Because VR content is in its early days, some VR experiences are either not well developed or well produced, explains The Hollywood Reporter.
“It’s not just sticking a camera on something and recording in 360 degrees,” said Jim Willson, director of immersive products/VR for Samsung. “There has to be a reason and rationale. The production needs to be thought out in a way that you take advantage of the 360-degree environment. Filmmakers are trying to figure out what does this mean.

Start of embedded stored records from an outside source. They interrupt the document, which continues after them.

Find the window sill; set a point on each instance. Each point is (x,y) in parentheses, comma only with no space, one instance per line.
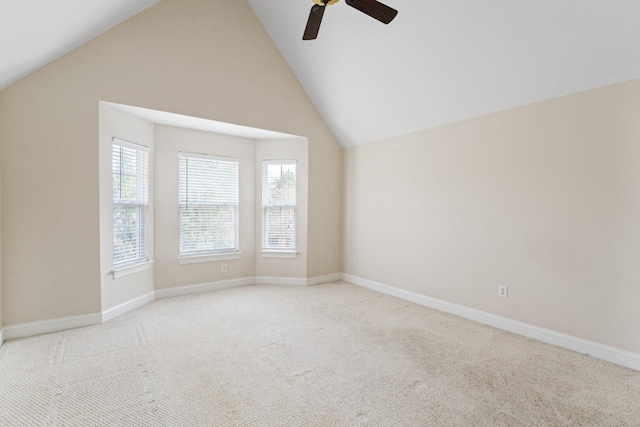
(279,254)
(131,269)
(194,259)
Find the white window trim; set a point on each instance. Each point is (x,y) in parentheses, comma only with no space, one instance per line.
(273,253)
(194,259)
(133,266)
(131,269)
(280,253)
(187,258)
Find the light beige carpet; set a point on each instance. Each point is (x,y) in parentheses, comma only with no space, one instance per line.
(327,355)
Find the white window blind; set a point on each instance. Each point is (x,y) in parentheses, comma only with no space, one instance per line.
(279,204)
(208,204)
(130,167)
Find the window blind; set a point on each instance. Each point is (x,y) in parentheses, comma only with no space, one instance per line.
(279,204)
(130,167)
(208,204)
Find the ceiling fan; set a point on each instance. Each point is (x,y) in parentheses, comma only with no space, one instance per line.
(373,8)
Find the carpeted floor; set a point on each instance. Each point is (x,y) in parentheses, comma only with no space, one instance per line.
(327,355)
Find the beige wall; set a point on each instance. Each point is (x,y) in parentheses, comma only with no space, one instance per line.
(543,198)
(170,141)
(204,58)
(1,270)
(286,149)
(115,123)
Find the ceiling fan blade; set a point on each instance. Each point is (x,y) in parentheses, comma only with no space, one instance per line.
(374,9)
(313,24)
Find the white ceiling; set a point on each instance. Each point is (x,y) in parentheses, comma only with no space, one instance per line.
(189,122)
(35,32)
(442,61)
(438,62)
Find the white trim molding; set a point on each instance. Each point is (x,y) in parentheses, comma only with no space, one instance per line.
(23,330)
(285,281)
(194,259)
(204,287)
(319,280)
(267,253)
(126,307)
(131,269)
(62,324)
(590,348)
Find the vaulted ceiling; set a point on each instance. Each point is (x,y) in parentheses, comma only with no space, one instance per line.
(438,62)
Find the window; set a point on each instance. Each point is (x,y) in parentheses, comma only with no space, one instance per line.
(130,166)
(279,205)
(208,204)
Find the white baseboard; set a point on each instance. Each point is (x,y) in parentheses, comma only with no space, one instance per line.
(53,325)
(324,279)
(126,307)
(599,351)
(61,324)
(205,287)
(284,281)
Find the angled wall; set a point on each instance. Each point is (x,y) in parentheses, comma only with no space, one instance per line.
(544,199)
(203,58)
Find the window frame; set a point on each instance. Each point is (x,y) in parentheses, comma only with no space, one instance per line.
(142,204)
(212,254)
(272,251)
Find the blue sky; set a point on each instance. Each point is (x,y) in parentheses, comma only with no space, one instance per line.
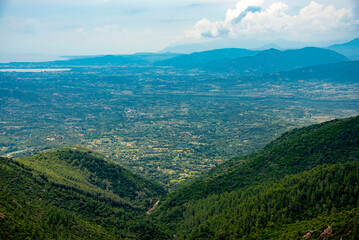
(49,28)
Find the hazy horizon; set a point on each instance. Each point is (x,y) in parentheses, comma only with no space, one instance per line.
(43,30)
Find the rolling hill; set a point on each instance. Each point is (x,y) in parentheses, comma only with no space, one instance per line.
(273,60)
(277,186)
(305,183)
(72,194)
(349,49)
(342,72)
(199,58)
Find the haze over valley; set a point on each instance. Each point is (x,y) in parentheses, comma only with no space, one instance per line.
(238,124)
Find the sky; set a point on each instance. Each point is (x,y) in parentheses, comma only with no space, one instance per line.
(51,28)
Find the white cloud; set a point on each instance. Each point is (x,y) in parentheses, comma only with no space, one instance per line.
(250,18)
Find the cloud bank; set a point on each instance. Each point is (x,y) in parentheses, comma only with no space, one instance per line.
(251,19)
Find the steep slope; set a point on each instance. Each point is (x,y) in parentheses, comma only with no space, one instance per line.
(324,191)
(349,49)
(293,152)
(273,60)
(70,194)
(234,198)
(197,59)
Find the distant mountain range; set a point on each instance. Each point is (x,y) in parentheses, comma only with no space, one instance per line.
(226,60)
(253,62)
(349,49)
(201,58)
(342,72)
(283,191)
(305,183)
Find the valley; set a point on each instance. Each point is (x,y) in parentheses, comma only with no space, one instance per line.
(144,147)
(163,123)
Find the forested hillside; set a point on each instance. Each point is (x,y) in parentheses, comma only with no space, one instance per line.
(71,194)
(306,174)
(305,183)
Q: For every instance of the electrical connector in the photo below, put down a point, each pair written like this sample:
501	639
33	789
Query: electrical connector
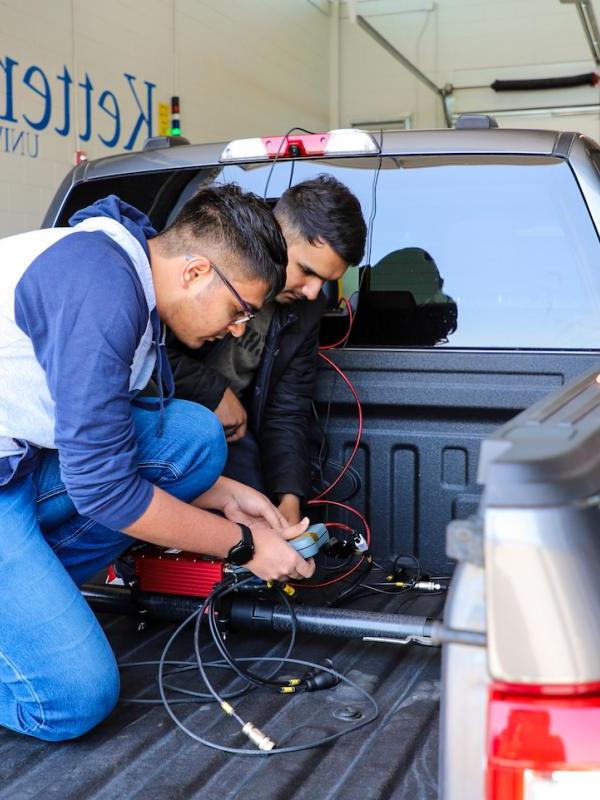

How do they control the narrative?”
Samsung’s app Milk VR, which streams VR content, now offers about 200 experiences, and Willson reports that “filmmakers and production companies that we are working with now have better understanding of camera placement, lighting and the post production quality is going up significantly.”
Silicon Valley Virtual Reality meetup organizer Karl Krantz suggested a crowdsourced model for rating VR experiences, and USC computer science lecturer St. John Colon noted that viewers could rate both overall content as well as comfort/technical execution.
“There are very few [VR experiences] I’ll try more than once or twice,” said Colon. “We need to figure out what will keep people coming back.”
Sports is one possible answer, and Samsung’s Milk VR is testing the waters with the recent launch of a U.S. Olympic Committee Reality Experience, which will to offer a 360-degree view of beach volleyball, diving, gymnastics and polo vaulting. Featured athletes include women’s beach volleyball team members Lauren Fendrick and Brooke Sweat, diving gold medalist David Boudia, pole vaulter Mary Saxer and gymnast John Orozco.